Un
giorno, subito dopo il tramonto per la precisione, qualcuno in casa Morselli
decise che quello specchio, tutto forato dai tarli e tanto vecchio, non serviva
più e poteva tranquillamente essere gettato.
Michele, rincasando dopo la solita giornata in
ufficio, odiosa, noiosa, stancante giornata, presentiva qualcosa.
Il
mercoledì, infatti, era il giorno delle pulizie. Un giorno sacro per la moglie.
Cominciava ad urlare come un’ossessa di primo mattino mettendo in fuga i due
figli, che, trovando riparo presso le case degli amici, lasciavano così sgombro
quel succulento campo di battaglia. In questa operazione aveva complice la
colf, o collaboratrice domestica come si dice con finto rispetto.
Libera la
dimora, si partiva con velocità supersonica a fare piazza pulita di tutto
quello che capitava sotto mano. Ed era proprio questo che terrorizzava Michele,
che, quella mattina, subito dopo il caffè – amaro, sempre troppo amaro nonostante
la montagna di zucchero che vi aggiungeva –, s’era recato al lavoro con
un’ombra nel cuore. Un’ombra che lo tormentava come una nuvola grigia e
capricciosa in pieno cielo azzurro. Sentiva che non tutto sarebbe andato per il
verso giusto. Sapete com’è certi giorni, basta un niente che non riuscirete mai
a spiegarvi per spegnervi il sorriso.
Così,
passeggiando per le vie della città che ancora sbadigliava, ricordava che prima
di infilare le scarpe s’era guardato a lungo dinanzi al suo specchio prediletto.
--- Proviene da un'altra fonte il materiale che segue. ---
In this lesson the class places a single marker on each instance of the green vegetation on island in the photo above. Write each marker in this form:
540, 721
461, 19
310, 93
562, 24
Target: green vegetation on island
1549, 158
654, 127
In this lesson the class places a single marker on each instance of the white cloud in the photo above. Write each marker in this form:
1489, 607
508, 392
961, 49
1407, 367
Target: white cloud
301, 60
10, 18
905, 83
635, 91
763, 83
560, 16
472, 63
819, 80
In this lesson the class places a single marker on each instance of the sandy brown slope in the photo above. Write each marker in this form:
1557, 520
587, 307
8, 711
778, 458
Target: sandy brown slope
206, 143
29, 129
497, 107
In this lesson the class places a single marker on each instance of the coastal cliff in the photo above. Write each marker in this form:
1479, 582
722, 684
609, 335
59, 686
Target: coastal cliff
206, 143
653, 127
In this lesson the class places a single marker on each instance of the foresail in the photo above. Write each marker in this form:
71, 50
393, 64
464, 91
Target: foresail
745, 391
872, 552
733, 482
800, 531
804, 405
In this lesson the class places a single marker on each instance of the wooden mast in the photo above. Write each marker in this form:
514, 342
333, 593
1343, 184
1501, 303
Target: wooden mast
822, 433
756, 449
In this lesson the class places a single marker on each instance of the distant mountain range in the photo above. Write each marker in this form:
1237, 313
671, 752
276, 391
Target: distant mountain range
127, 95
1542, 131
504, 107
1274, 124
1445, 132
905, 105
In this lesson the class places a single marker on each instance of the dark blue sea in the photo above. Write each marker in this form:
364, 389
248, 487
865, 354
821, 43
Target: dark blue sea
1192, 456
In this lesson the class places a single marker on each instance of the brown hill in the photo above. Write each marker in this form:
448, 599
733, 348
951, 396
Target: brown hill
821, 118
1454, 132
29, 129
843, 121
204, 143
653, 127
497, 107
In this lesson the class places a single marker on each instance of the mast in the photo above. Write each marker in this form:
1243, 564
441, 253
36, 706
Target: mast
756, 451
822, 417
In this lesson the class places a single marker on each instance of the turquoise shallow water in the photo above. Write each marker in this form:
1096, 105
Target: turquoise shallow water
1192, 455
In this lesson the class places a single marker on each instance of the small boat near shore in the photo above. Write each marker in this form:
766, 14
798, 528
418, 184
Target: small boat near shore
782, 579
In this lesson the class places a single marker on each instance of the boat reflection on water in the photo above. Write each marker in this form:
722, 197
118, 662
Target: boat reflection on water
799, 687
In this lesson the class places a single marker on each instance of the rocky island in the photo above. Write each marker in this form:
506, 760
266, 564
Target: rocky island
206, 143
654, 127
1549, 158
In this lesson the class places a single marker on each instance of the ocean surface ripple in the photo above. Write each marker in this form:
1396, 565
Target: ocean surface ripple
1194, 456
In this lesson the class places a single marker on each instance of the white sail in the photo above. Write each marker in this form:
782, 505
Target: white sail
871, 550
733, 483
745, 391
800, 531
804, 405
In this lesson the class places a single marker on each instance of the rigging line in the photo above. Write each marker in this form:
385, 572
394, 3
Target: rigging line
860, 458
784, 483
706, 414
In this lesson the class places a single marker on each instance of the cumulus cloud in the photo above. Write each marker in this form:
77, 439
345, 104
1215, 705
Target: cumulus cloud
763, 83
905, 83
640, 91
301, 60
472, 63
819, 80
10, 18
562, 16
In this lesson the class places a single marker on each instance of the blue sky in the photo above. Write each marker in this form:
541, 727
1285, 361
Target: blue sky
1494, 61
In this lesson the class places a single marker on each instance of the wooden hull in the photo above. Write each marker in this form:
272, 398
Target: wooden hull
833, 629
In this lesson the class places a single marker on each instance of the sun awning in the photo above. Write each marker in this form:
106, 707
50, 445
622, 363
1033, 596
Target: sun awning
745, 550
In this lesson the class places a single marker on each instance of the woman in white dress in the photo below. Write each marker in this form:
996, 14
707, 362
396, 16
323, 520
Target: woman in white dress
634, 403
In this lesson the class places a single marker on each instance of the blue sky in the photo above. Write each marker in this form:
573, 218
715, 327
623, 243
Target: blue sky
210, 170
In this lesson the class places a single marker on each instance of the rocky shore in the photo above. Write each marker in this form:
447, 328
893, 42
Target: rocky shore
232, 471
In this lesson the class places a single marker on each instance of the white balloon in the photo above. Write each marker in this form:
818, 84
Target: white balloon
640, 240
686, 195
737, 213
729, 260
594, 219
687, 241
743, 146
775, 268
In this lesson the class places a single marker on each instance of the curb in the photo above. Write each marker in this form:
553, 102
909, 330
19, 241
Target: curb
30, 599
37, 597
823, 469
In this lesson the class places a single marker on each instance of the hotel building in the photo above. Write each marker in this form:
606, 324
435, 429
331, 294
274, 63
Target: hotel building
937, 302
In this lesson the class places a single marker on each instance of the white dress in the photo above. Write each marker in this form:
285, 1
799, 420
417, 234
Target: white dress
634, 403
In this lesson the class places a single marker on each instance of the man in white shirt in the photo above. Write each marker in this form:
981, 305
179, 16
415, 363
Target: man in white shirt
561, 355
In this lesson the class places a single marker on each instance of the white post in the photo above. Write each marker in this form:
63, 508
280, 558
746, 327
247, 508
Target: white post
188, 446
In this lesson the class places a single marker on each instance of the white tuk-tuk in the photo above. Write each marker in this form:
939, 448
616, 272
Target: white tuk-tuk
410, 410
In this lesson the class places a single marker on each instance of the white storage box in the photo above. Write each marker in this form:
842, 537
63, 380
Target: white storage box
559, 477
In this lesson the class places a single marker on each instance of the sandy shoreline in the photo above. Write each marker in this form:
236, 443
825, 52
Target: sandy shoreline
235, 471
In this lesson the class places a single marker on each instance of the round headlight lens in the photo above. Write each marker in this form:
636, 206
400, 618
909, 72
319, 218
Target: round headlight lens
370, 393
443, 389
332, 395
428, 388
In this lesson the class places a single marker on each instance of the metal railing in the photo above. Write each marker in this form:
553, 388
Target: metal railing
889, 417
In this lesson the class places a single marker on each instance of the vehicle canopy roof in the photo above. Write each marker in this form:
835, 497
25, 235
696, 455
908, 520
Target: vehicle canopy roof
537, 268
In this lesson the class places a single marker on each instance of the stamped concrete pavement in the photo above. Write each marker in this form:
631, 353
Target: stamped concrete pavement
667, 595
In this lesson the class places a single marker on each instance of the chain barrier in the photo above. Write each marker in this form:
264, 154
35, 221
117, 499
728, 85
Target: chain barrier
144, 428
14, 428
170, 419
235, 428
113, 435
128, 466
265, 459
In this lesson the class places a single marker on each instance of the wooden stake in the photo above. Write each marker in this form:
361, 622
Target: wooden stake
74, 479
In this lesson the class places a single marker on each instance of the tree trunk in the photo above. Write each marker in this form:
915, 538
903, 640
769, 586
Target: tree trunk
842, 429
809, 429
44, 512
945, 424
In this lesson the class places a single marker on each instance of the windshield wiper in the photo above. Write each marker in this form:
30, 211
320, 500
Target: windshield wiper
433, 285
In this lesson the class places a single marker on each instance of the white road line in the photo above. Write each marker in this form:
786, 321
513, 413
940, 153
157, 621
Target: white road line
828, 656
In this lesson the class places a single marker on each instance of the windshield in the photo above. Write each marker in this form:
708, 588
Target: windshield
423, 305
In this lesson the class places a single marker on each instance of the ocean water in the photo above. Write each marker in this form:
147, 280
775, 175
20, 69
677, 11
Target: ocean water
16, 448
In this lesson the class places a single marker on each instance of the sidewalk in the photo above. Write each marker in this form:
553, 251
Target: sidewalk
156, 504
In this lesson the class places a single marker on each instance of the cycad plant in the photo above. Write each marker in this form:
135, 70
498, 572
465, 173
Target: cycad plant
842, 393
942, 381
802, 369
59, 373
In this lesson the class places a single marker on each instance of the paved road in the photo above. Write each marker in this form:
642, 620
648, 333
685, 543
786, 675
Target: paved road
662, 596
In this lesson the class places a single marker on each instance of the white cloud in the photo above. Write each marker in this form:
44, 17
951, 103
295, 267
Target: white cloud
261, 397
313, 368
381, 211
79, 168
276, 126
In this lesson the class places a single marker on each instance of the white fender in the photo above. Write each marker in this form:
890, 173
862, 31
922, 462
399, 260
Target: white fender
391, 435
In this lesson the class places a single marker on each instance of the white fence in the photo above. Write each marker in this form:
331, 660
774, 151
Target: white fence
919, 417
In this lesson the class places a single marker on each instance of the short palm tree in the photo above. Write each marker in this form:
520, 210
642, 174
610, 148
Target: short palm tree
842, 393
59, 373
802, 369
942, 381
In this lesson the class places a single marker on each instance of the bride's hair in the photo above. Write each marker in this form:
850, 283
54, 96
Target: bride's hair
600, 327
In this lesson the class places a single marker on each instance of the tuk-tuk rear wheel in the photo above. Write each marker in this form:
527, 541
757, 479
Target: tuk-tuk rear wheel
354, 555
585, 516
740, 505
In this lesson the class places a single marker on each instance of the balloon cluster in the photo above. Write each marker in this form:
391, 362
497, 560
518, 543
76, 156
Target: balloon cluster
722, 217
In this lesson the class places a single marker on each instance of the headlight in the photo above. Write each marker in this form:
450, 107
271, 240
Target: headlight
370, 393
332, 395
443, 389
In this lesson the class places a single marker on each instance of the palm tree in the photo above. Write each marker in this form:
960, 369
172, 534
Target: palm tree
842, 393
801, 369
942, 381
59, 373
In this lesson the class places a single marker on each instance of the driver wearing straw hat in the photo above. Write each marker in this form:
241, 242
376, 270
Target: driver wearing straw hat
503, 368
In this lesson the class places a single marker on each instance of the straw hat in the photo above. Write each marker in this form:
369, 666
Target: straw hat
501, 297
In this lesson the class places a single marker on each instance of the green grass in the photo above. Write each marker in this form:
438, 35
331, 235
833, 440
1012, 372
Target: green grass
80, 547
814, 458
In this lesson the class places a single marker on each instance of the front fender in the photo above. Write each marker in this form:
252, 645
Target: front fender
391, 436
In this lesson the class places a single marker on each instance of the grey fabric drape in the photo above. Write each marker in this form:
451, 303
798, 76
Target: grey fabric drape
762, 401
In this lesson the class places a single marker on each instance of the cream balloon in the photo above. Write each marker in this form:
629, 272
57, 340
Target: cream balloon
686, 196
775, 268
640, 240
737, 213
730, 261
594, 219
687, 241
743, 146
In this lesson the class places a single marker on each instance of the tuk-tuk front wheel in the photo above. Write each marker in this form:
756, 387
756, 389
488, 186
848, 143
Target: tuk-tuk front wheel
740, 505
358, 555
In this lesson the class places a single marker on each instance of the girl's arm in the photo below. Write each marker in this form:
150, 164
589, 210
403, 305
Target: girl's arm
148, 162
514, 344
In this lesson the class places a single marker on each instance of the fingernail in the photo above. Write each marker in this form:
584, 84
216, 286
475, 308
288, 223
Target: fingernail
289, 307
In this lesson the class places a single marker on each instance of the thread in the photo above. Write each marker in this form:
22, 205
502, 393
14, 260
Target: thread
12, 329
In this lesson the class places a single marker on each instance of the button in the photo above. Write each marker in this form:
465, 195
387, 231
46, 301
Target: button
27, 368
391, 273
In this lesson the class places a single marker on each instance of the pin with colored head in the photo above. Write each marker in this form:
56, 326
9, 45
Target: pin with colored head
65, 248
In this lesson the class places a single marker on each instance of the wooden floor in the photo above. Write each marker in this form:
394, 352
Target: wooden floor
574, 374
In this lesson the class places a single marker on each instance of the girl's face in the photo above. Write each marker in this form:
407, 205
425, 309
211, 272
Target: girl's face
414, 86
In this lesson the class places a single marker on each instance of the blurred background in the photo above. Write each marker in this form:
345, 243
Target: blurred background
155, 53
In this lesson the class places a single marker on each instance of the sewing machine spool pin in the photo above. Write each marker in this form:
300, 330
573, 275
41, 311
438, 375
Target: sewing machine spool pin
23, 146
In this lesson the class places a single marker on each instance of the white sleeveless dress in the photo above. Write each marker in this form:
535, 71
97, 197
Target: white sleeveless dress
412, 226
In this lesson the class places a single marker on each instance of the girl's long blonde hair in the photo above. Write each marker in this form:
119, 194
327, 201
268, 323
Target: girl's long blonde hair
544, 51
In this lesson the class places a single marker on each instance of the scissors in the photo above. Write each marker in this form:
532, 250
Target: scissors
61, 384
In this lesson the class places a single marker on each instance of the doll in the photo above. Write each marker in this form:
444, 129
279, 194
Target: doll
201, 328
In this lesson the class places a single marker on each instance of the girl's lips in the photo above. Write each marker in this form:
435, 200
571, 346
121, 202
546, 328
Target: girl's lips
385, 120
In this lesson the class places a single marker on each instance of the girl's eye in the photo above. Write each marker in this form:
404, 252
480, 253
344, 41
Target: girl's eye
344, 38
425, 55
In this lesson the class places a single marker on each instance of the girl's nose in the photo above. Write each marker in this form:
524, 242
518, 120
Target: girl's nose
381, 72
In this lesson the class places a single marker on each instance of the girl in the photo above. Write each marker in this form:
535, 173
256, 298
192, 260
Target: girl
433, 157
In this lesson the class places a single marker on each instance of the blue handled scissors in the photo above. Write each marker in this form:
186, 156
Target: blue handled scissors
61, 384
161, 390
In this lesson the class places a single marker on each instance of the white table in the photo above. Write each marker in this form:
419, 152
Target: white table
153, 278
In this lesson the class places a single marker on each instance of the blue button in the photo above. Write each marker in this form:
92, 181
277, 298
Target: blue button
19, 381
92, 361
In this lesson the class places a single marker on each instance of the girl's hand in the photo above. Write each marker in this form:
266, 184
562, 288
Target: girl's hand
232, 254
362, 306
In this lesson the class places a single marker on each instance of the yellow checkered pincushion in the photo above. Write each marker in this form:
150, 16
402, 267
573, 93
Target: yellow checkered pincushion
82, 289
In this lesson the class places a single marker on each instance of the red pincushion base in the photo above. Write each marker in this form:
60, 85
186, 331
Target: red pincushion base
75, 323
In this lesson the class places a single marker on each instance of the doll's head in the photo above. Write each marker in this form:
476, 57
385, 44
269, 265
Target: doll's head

Uscendo, gli sembrava d’averlo addirittura salutato, come si fa con un vecchio
amico.
Amava
quel vetro che gli rimandava l’immagine sua e qualcosa di più. Era sicuro
riflettesse anche i suoi palpiti, i suoi timori, le sue emozioni. Aveva,
quell’aggeggio, una virtù che in casa nessun altro possedeva: il silenzio. Un
candido silenzio.
Lì
dentro s’era guardato la prima volta il giorno in cui la maestra gli aveva
appioppato un brutto voto e le sue guance paffute parevano sfiorare il
pavimento colorato. Poi, la sera in cui conobbe Daniela e, pur stando in camera
da letto, dietro la sua figura specchiata ricordava d’aver visto un cielo
azzurrissimo ed una luce sovrumana.
Davanti a lui vide una lacrima calda
precipitargli sulla guancia destra, quella notte in cui sentì il padre nella
stanza vicina ansimare gli ultimi respiri di vita. Fu proprio lì che titubante
annodò la cravatta, mancando per ben due volte la combinazione giusta, quel
giorno che tutti gli dissero felice e fausto, quello del suo matrimonio. Lì vide
il suo piccolo sfiorare lo specchio col dito ed esplodere in una fragorosa
risata quando il padre gli apparve alle spalle con la faccia stropicciata dalle
mani, quasi fosse di gomma. Il giorno della festa, la domenica, la moglie lo
costringeva a “vestirsi bene come tutti i cristiani” e lui ristava di più
davanti a quello specchio e si sentiva un po’ falso. Sicuramente ridicolo.
“Avrei
dovuto prevederlo, quelle due fanno pulizie e tritano tutto, lavano e fanno
scomparire tutto”, si disse non appena Daniela, con lo sguardo fieramente
eroico, gli annunciò di aver liberato finalmente la parete di destra della
camera da letto. Adesso lì avrebbero potuto appendere il quadro di un pittore
famoso che conosceva soltanto lei oppure il piattone col carretto siciliano.
Michele
non rispose, non disse nulla, volse solo lo sguardo un po’ intorno, quasi
cercasse qualcuno. Uscì trafelato e corse a fermare lo spazzino, o operatore
ecologico sempre per il rispetto che dicevamo. All’angolo di un cassonetto vide
il suo caro specchio. Reclinato e poggiato lì certamente con malagrazia, lo
specchio s’era procurato una fenditura larga e spessa. Il resto, meno male, era
intatto. Ma quella scissura gli finiva giusto sul volto riflesso, sotto
l’occhio sinistro giù giù fino al mento. Pareva una ruga.
Tornò
a casa pensoso, col naso sulla punta dei piedi chiedendosi perché non lo aveva
portato via di lì, non lo aveva voluto salvare.
Davanti
allo splendente, bianchissimo specchio del bagno, quella sera scoprì sulla
faccia una ruga nuova.
E
gli faceva tanto male…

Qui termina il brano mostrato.